You can't apply the fixed cantilever deflection for the point load case, because there is no fixity at point B (the beam can rotate at B). You apparently (?) have access to tables for determining deflections and slopes for various loading and support conditions. For the uniform loading between A and B, you can calculate the deflection at C geometrically by using the slope of the deflection curve at B as the slope of the straight line deflection betwen B and C. Then, separately, find the deflection at C , from tables, for the point load case of a beam overhanging 2 supports with a load P at the free end, and set the deflections equal to solve for P. If you don't have tables, I guess you'll have to grind it out using calculus or shear-moment-slope-deflection diagrams. Did I understand your question correctly?

3. May 22, 2007

### Double A

Your response gets me going in the right direction. I'll try what you mentioned and see what I turn up with. If I run into difficulties I'll look for further consultation. Thanks for leading me in the right direction. I was not exactly sure how to find the deflection occuring at C based upon the loadings.

4. May 26, 2007

### haynewp

Use virtual work. Set the deflections equal for each case and solve for P. I would guess this is how your instructor wants it to be solved and not just by manipulating existing tables.

5. Jan 27, 2009

### deviferr

I agree with haynewp

6. Jan 28, 2009

### PhanthomJay

I disagree with haynewp. The problem statement lists table deflections and slopes for certain cases. I would guess this is how the instructor wants it to be solved, not by using tedious calculations. Only the instructor and Double A knows for sure, and he or she has probably graduated by now.

7. Jan 28, 2009

Just my feelings, but in an exam you'll not have tables and other aids to help, so your better of going through the numerical calculation method with calculus.
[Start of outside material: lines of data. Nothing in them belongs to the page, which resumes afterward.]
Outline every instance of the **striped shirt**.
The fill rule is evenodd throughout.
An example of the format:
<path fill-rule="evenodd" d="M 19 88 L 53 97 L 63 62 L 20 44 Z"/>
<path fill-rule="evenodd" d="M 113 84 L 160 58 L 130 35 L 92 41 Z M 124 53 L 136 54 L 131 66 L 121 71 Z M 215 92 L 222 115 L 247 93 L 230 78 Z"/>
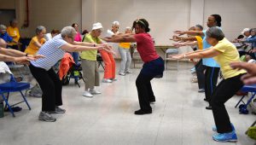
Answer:
<path fill-rule="evenodd" d="M 59 60 L 63 58 L 65 51 L 61 47 L 66 44 L 67 42 L 63 40 L 61 34 L 54 37 L 43 44 L 37 53 L 37 55 L 44 55 L 45 58 L 32 61 L 31 64 L 36 67 L 44 68 L 46 71 L 49 70 Z"/>

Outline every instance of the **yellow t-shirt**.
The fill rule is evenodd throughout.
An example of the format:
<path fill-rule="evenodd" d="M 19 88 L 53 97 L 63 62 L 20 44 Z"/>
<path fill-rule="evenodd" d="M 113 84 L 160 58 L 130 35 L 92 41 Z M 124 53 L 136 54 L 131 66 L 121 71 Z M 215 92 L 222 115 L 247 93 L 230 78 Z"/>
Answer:
<path fill-rule="evenodd" d="M 41 45 L 43 45 L 43 44 L 44 44 L 45 43 L 45 38 L 41 38 L 39 41 L 38 41 L 38 37 L 33 37 L 32 39 L 31 39 L 31 41 L 30 41 L 30 43 L 29 43 L 29 44 L 28 44 L 28 46 L 26 47 L 26 49 L 25 49 L 25 53 L 27 53 L 27 54 L 29 54 L 29 55 L 35 55 L 38 51 L 38 49 L 40 49 L 40 48 L 38 48 L 38 46 L 36 46 L 35 44 L 34 44 L 34 43 L 35 42 L 38 42 Z"/>
<path fill-rule="evenodd" d="M 20 32 L 18 27 L 8 26 L 6 30 L 7 33 L 14 38 L 15 41 L 18 42 L 20 40 Z M 10 43 L 9 44 L 14 45 L 15 43 Z"/>
<path fill-rule="evenodd" d="M 131 43 L 120 43 L 119 47 L 123 49 L 130 49 Z"/>
<path fill-rule="evenodd" d="M 195 38 L 196 38 L 196 41 L 197 41 L 198 49 L 203 49 L 201 37 L 201 36 L 195 36 Z"/>
<path fill-rule="evenodd" d="M 101 39 L 99 38 L 93 38 L 90 33 L 88 33 L 84 38 L 84 42 L 87 43 L 94 43 L 94 44 L 101 44 Z M 89 61 L 96 61 L 97 50 L 86 50 L 82 51 L 80 54 L 81 59 L 89 60 Z"/>
<path fill-rule="evenodd" d="M 225 38 L 219 41 L 212 49 L 221 52 L 220 55 L 213 57 L 213 59 L 219 64 L 224 78 L 229 78 L 237 76 L 241 73 L 246 73 L 245 70 L 234 70 L 230 67 L 231 62 L 241 61 L 239 54 L 236 46 L 231 44 Z"/>

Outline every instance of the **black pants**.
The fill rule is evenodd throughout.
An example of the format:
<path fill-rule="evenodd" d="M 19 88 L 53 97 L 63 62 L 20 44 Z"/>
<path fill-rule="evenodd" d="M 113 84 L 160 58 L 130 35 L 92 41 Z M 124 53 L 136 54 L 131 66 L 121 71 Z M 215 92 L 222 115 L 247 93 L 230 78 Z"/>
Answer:
<path fill-rule="evenodd" d="M 218 72 L 219 67 L 207 67 L 205 73 L 205 95 L 207 101 L 209 102 L 211 102 L 211 96 L 216 88 Z"/>
<path fill-rule="evenodd" d="M 150 83 L 153 78 L 154 77 L 140 73 L 136 79 L 136 86 L 142 110 L 151 111 L 150 102 L 155 101 Z"/>
<path fill-rule="evenodd" d="M 212 93 L 210 104 L 212 107 L 214 121 L 218 133 L 232 131 L 230 117 L 224 103 L 243 86 L 240 79 L 241 76 L 242 74 L 240 74 L 222 80 Z"/>
<path fill-rule="evenodd" d="M 62 105 L 62 84 L 59 76 L 53 68 L 46 71 L 44 68 L 29 66 L 32 76 L 37 79 L 43 91 L 42 111 L 55 111 L 55 106 Z"/>
<path fill-rule="evenodd" d="M 202 60 L 195 65 L 195 72 L 197 76 L 197 84 L 199 89 L 205 89 L 205 70 L 207 67 L 202 64 Z"/>

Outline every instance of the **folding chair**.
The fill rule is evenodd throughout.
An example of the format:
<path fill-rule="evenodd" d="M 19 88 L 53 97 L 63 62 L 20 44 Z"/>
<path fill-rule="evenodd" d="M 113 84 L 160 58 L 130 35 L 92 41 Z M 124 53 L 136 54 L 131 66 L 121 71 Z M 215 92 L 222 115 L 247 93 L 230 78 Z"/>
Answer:
<path fill-rule="evenodd" d="M 249 100 L 247 101 L 247 103 L 245 103 L 243 102 L 243 98 L 246 96 L 241 96 L 241 98 L 239 100 L 239 102 L 236 103 L 236 105 L 235 106 L 235 107 L 237 107 L 237 106 L 240 104 L 240 102 L 242 102 L 243 104 L 239 105 L 239 112 L 240 113 L 243 113 L 243 114 L 247 114 L 249 112 L 247 110 L 247 106 L 249 105 L 249 103 L 252 102 L 252 100 L 255 97 L 256 95 L 256 84 L 251 84 L 251 85 L 244 85 L 241 89 L 241 91 L 242 92 L 251 92 L 252 93 L 252 96 L 249 98 Z"/>
<path fill-rule="evenodd" d="M 166 70 L 167 69 L 167 61 L 177 61 L 177 70 L 178 71 L 178 60 L 173 60 L 172 58 L 168 58 L 168 55 L 177 55 L 178 54 L 178 49 L 166 49 L 166 63 L 165 63 L 165 69 Z"/>
<path fill-rule="evenodd" d="M 97 61 L 98 61 L 98 67 L 100 67 L 100 66 L 102 66 L 102 68 L 103 68 L 103 70 L 105 70 L 105 67 L 104 67 L 104 66 L 103 66 L 103 64 L 102 64 L 102 62 L 103 62 L 102 57 L 100 55 L 97 55 L 96 60 L 97 60 Z"/>
<path fill-rule="evenodd" d="M 21 102 L 26 102 L 26 106 L 28 107 L 29 110 L 31 110 L 31 107 L 26 99 L 26 96 L 23 95 L 22 90 L 28 90 L 30 88 L 29 83 L 18 83 L 15 81 L 15 77 L 10 74 L 10 82 L 0 84 L 0 94 L 5 102 L 5 109 L 8 107 L 9 112 L 12 113 L 13 117 L 15 117 L 15 113 L 12 109 L 12 107 L 20 104 Z M 10 105 L 9 102 L 9 97 L 10 92 L 17 92 L 19 91 L 21 94 L 21 96 L 23 98 L 23 101 L 15 103 L 13 105 Z M 7 96 L 4 96 L 4 93 L 7 93 Z"/>
<path fill-rule="evenodd" d="M 75 84 L 78 84 L 79 88 L 80 88 L 80 84 L 79 83 L 79 80 L 83 79 L 83 81 L 85 83 L 81 71 L 82 71 L 81 64 L 78 64 L 78 65 L 74 64 L 72 66 L 72 67 L 69 69 L 67 72 L 67 74 L 69 74 L 68 82 L 70 81 L 70 78 L 74 78 Z"/>

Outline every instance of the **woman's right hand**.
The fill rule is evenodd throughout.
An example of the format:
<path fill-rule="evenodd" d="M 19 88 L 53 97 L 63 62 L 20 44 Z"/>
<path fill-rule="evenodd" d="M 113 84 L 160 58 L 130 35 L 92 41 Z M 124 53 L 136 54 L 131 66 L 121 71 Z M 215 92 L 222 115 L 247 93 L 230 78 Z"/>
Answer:
<path fill-rule="evenodd" d="M 26 65 L 29 65 L 30 61 L 31 61 L 31 59 L 26 56 L 15 57 L 15 60 L 14 60 L 15 62 L 17 62 L 20 64 L 26 64 Z"/>
<path fill-rule="evenodd" d="M 185 31 L 174 31 L 173 32 L 179 35 L 184 35 L 186 33 Z"/>

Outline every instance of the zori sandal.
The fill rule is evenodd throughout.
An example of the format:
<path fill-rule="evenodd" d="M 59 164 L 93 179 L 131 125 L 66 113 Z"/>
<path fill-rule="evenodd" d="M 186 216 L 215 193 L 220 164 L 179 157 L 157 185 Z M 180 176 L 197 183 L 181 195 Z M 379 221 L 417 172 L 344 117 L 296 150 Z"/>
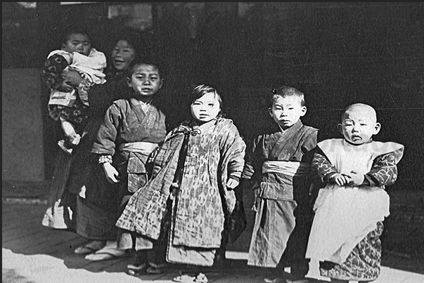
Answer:
<path fill-rule="evenodd" d="M 190 282 L 194 282 L 195 278 L 195 277 L 194 276 L 190 276 L 190 275 L 187 275 L 186 274 L 184 274 L 184 275 L 179 275 L 179 276 L 176 277 L 175 278 L 174 278 L 172 279 L 172 281 L 174 281 L 174 282 L 180 282 L 180 283 L 190 283 Z"/>

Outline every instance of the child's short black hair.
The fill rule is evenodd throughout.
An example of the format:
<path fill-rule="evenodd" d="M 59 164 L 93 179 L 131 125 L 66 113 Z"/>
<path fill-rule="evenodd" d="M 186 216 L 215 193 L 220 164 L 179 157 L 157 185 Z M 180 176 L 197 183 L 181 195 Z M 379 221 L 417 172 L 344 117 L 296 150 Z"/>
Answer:
<path fill-rule="evenodd" d="M 304 102 L 304 94 L 303 93 L 293 86 L 280 86 L 276 88 L 273 88 L 272 95 L 271 96 L 271 100 L 269 102 L 269 107 L 272 106 L 272 103 L 276 100 L 276 99 L 278 97 L 285 98 L 287 96 L 297 96 L 300 98 L 300 105 L 305 106 Z"/>
<path fill-rule="evenodd" d="M 223 117 L 222 113 L 222 98 L 221 96 L 218 93 L 218 91 L 216 88 L 207 85 L 207 84 L 199 84 L 193 87 L 191 93 L 188 100 L 188 108 L 191 106 L 191 104 L 196 100 L 200 98 L 202 96 L 205 96 L 206 93 L 213 93 L 214 97 L 217 98 L 218 103 L 219 103 L 219 113 L 218 113 L 217 117 Z"/>

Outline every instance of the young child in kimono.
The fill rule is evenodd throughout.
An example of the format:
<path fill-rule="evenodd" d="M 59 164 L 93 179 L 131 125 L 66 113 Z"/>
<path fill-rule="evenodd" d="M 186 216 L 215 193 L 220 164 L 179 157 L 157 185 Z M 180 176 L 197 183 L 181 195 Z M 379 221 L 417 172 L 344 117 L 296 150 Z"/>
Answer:
<path fill-rule="evenodd" d="M 326 185 L 315 202 L 306 254 L 316 268 L 311 277 L 368 282 L 380 274 L 380 237 L 389 215 L 385 187 L 396 180 L 404 152 L 399 143 L 373 140 L 380 127 L 372 107 L 353 104 L 338 125 L 344 138 L 318 143 L 312 166 Z"/>
<path fill-rule="evenodd" d="M 301 121 L 307 107 L 299 90 L 279 87 L 270 100 L 274 128 L 254 140 L 242 175 L 250 180 L 256 197 L 248 265 L 273 268 L 274 277 L 265 281 L 283 282 L 285 266 L 291 267 L 296 279 L 308 270 L 304 253 L 313 217 L 309 167 L 318 130 Z"/>
<path fill-rule="evenodd" d="M 199 85 L 189 100 L 191 119 L 167 135 L 152 157 L 151 178 L 132 195 L 117 222 L 161 243 L 156 253 L 161 258 L 150 264 L 150 272 L 160 272 L 157 267 L 165 262 L 212 266 L 226 216 L 236 204 L 233 189 L 243 169 L 245 144 L 232 120 L 221 114 L 214 88 Z M 146 263 L 139 265 L 146 268 Z M 197 282 L 205 279 L 198 275 Z"/>
<path fill-rule="evenodd" d="M 62 79 L 62 72 L 77 70 L 89 84 L 101 84 L 105 82 L 105 54 L 91 47 L 88 34 L 84 31 L 71 30 L 65 34 L 61 49 L 51 51 L 41 69 L 42 79 L 51 89 L 49 114 L 60 121 L 65 133 L 65 140 L 59 140 L 58 144 L 70 154 L 72 147 L 79 143 L 89 105 L 86 91 L 68 84 Z"/>
<path fill-rule="evenodd" d="M 127 84 L 132 90 L 129 99 L 113 102 L 100 126 L 91 152 L 98 154 L 109 183 L 117 183 L 120 215 L 131 195 L 148 180 L 146 161 L 167 133 L 165 108 L 158 91 L 163 79 L 158 67 L 148 62 L 135 62 L 129 69 Z M 133 249 L 132 233 L 120 230 L 117 248 L 122 252 Z M 141 244 L 140 244 L 140 241 Z M 143 245 L 142 239 L 134 243 Z M 116 248 L 103 248 L 86 256 L 100 261 L 116 256 Z M 144 256 L 144 255 L 140 255 Z"/>

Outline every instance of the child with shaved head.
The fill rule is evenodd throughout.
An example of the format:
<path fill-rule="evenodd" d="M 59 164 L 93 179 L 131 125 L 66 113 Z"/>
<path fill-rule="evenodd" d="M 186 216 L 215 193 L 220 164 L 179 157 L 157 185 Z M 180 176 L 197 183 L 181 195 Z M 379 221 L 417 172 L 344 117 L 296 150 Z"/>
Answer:
<path fill-rule="evenodd" d="M 380 237 L 389 215 L 385 188 L 396 180 L 404 152 L 399 143 L 373 140 L 380 127 L 372 107 L 353 104 L 338 124 L 344 138 L 317 145 L 312 166 L 326 186 L 314 204 L 307 249 L 311 264 L 319 262 L 319 275 L 312 277 L 368 282 L 380 275 Z"/>

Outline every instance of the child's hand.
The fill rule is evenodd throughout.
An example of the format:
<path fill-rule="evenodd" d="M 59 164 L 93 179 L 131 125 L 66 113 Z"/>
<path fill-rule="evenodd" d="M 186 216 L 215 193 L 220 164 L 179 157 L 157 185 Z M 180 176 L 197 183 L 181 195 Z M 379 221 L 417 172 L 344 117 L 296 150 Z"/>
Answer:
<path fill-rule="evenodd" d="M 72 70 L 65 70 L 62 72 L 61 77 L 69 85 L 75 87 L 78 87 L 84 79 L 78 72 Z"/>
<path fill-rule="evenodd" d="M 345 185 L 350 180 L 350 176 L 337 173 L 330 177 L 330 182 L 335 183 L 338 185 Z"/>
<path fill-rule="evenodd" d="M 231 178 L 229 178 L 229 180 L 226 182 L 226 187 L 233 190 L 234 187 L 238 185 L 238 180 L 236 179 L 233 179 Z"/>
<path fill-rule="evenodd" d="M 350 185 L 361 185 L 364 183 L 364 180 L 365 179 L 364 174 L 359 174 L 353 171 L 351 171 L 347 176 L 349 178 L 347 183 Z"/>
<path fill-rule="evenodd" d="M 117 183 L 119 182 L 117 176 L 119 175 L 118 171 L 112 166 L 109 162 L 105 162 L 102 164 L 103 166 L 103 171 L 106 176 L 106 180 L 111 184 Z"/>

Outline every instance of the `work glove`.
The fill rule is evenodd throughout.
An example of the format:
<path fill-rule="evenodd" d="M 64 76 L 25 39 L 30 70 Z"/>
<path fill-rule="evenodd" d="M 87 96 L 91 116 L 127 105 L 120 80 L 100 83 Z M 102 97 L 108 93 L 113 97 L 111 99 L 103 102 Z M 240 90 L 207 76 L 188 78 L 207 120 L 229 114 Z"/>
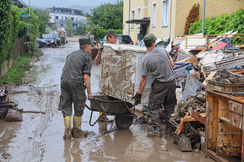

You can solve this using maculay method, well as far as i can see.

I have not really looked at it, so maybe no help. But seems to me you need to calculate the deflection at c when the load is applied between a and b.

I would then calculate how much load i would need to apply to c in order to deflect c downwards by the value of the deflection upwards, thus deflecting c back to zero.

Done something similar to this, if i find the notes i will post them.

8. Dec 24, 2009

### bcoub

hey guys~
i think i have found something,
1- deflection caused by the uniform load = qL^3/24EI
where L is 10, as i remember..
2- deflection caused by p =2pL^3/3EI

^_^